Location Photography

Location photography covers a lot of ground. Everything from the "grip 'n grin" photographer popping off on-camera-flash shots at the convention hall to the annual report photographer who spends hours crafting each shot - it's all under the umbrella of LOCATION PHOTOGRAPHY.

In my offerings, I separate location photography into three categories: advanced available-light photography, "equipped" location photography, and "extreme conditions" photography

Advanced Available-Light Photography
I meter the color temperature of the scene, then color balance an on-camera flash using CC filters. I use a gentle fill ratio that opens shadows without destroying them. This technique is great for "storytelling shots" where dozens of shots are needed quickly, yet quality must remain high. The results look very natural, and I can work quickly and unobtrusively.
Equipped Location Photography
When lighting every shot on a location shoot, the photographer has ultimate control, and the resulting image quality can be very high (depending on the experience level of the photographer and art director).
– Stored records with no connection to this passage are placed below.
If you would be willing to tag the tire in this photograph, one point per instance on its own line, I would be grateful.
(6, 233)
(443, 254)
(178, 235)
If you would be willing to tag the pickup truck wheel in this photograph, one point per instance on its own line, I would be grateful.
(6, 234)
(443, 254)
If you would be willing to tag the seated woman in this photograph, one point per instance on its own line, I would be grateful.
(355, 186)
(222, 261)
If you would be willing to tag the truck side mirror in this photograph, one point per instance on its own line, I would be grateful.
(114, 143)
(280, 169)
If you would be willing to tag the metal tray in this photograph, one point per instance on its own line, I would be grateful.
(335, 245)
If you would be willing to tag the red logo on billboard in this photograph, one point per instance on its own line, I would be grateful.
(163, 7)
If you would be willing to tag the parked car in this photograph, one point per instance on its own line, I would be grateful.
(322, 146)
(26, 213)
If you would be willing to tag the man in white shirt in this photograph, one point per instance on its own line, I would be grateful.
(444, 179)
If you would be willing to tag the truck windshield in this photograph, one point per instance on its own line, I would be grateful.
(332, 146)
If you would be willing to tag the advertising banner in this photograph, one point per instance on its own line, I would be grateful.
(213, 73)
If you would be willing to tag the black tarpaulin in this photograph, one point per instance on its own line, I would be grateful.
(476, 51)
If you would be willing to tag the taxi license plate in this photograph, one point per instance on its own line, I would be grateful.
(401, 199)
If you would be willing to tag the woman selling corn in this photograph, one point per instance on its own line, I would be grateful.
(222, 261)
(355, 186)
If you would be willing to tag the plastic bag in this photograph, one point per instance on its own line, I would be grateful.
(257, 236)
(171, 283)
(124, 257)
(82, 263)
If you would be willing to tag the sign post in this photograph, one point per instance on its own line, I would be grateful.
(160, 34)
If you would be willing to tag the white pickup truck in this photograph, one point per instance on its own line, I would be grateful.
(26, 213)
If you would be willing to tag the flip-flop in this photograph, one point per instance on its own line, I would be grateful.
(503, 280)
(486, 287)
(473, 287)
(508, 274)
The trade-off is the number of shots that can be accomplished in a day is low.
"Extreme Conditioins"
By "extreme conditions" I mean scenes with an impossible tonal range or multiple light sources with radically different color temperatures. By capturing the scene in pieces, one light source at a time, I can capture the shot quickly, then recomposite it digitally optimizing each element. It's similar to building an audio track one instrument at a time. Examples are tradeshow photography and QTVR Pans of rooms with expansive window views.